In einer Pressemitteilung des Berufsverbandes der Deutschen Gesellschaft für Kinder- und Jugendpsychiatrie, Psychiatrie und Psychosomatik e.V., vom September 2012, wurde die eklatante Unterversorgung von Kindern und Jugendlichen mit psychischen Störungen thematisiert. Kritisiert werden die derzeitige Versorgungsdichte, als auch zum Teil längere Wartezeiten auf eine Behandlung, im Kontext steigender psychischer Auffälligkeiten von Kindern und Jugendlichen. Erste Einschätzungen benennen einen Versorgungsgrad von 1:80.000 Einwohnern je Facharzt für Kinder- und Jugendpsychiatrie und -psychotherapie, welcher jedoch nur in Regionen mit „überdurchschnittlich vielen“ Fachkräften erzielt wird.[1]
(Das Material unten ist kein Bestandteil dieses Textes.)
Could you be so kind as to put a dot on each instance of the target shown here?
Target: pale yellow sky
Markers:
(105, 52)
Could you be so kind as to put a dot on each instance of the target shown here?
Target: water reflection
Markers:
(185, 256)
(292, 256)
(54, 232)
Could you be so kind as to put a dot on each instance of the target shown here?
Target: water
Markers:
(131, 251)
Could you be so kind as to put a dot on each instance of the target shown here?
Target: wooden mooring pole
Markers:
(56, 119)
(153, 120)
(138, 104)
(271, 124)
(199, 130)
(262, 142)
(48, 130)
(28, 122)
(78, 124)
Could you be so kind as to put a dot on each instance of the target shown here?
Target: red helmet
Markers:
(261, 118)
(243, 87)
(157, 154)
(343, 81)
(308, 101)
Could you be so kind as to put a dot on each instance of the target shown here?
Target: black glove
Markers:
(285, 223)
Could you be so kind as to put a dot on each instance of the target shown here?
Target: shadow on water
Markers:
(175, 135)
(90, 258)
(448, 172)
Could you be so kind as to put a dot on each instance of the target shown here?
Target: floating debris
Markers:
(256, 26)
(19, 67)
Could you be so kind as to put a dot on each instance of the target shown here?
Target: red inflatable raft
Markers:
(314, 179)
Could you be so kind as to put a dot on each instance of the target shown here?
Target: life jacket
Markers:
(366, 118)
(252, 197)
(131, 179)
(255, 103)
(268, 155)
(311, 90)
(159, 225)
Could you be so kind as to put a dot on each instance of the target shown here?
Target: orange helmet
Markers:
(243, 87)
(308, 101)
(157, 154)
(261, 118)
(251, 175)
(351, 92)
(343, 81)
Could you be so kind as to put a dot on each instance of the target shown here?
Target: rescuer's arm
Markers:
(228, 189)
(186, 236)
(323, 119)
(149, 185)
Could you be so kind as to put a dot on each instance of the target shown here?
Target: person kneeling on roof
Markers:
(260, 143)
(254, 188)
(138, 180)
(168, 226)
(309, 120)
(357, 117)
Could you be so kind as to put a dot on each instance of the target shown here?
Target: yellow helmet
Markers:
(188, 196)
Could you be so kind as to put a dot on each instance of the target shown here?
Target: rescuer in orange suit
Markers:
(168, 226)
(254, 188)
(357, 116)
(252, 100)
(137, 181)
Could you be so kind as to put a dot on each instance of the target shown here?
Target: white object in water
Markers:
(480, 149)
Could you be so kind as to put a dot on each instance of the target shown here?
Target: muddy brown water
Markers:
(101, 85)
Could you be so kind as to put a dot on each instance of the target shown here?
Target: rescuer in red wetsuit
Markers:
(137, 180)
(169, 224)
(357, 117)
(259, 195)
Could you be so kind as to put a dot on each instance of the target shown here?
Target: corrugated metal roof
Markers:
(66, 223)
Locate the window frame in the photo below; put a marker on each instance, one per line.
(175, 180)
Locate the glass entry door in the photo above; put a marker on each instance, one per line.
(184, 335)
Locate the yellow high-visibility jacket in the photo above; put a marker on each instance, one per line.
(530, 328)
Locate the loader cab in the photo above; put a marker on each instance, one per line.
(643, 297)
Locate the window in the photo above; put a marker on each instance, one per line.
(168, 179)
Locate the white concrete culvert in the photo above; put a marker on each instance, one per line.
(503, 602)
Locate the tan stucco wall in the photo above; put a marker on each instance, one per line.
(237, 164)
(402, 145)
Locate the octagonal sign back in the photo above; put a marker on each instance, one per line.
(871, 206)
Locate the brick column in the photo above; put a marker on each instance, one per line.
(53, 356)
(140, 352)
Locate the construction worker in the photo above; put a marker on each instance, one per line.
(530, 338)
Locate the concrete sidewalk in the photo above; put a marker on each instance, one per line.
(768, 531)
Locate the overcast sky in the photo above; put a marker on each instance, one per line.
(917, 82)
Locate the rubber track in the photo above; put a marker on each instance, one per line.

In der Kurzfassung der Ergebnisbroschüre zur ersten Basiserhebung (2003 – 2006) der KiGGS-Studie (Studie zur Gesundheit von Kindern und Jugendlichen in Deutschland) des Robert Koch-Instituts, die im Dezemberheft 2006 in der Zeitschrift „Bundesgesundheitsblatt – Gesundheitsforschung – Gesundheitsschutz“ veröffentlicht wurde, ist Folgendes über die psychische Gesundheit (Modulstudie „BELLA“) in Deutschland lebender Kinder und Jugendlicher zu entnehmen. Für die BELLA-Studie wurden 2863 Familien mit Kindern im Alter von 7 – 17 Jahren mittels eines standardisierten computerassistierten Telefoninterview (CATI) und einer direkt im Anschluss folgenden postalischen schriftlichen Befragung befragt. Mit dem Ergebnis, dass bei 22 % der untersuchten Kinder und Jugendlichen Hinweise auf eine psychische Auffälligkeit vorliegen und 10 % der Kinder und Jugendlichen, im engeren Sinn betrachtet, als psychisch auffällig beurteilt werden müssen. Die drei häufigsten psychischen Auffälligkeiten sind Störungen des Sozialverhaltens (10 %), Ängste (7,6 %) und Depressionen (5,4 %). Ein konfliktgeladenes ungünstiges Familienklima und ein niedriger sozioökonomischer Status erhöhen die Wahrscheinlichkeit psychischer Auffälligkeiten bei Kindern und Jugendlichen. Die BELLA-Studie schlussfolgert daraus, dass die vorhandenen personalen, familiären und sozialen Ressourcen von Kindern und Jugendlichen einbezogen und gestärkt werden müssen. Die Mobilisierung dieser Ressourcen bilden das wesentliche Ziel von Prävention und Intervention.[2]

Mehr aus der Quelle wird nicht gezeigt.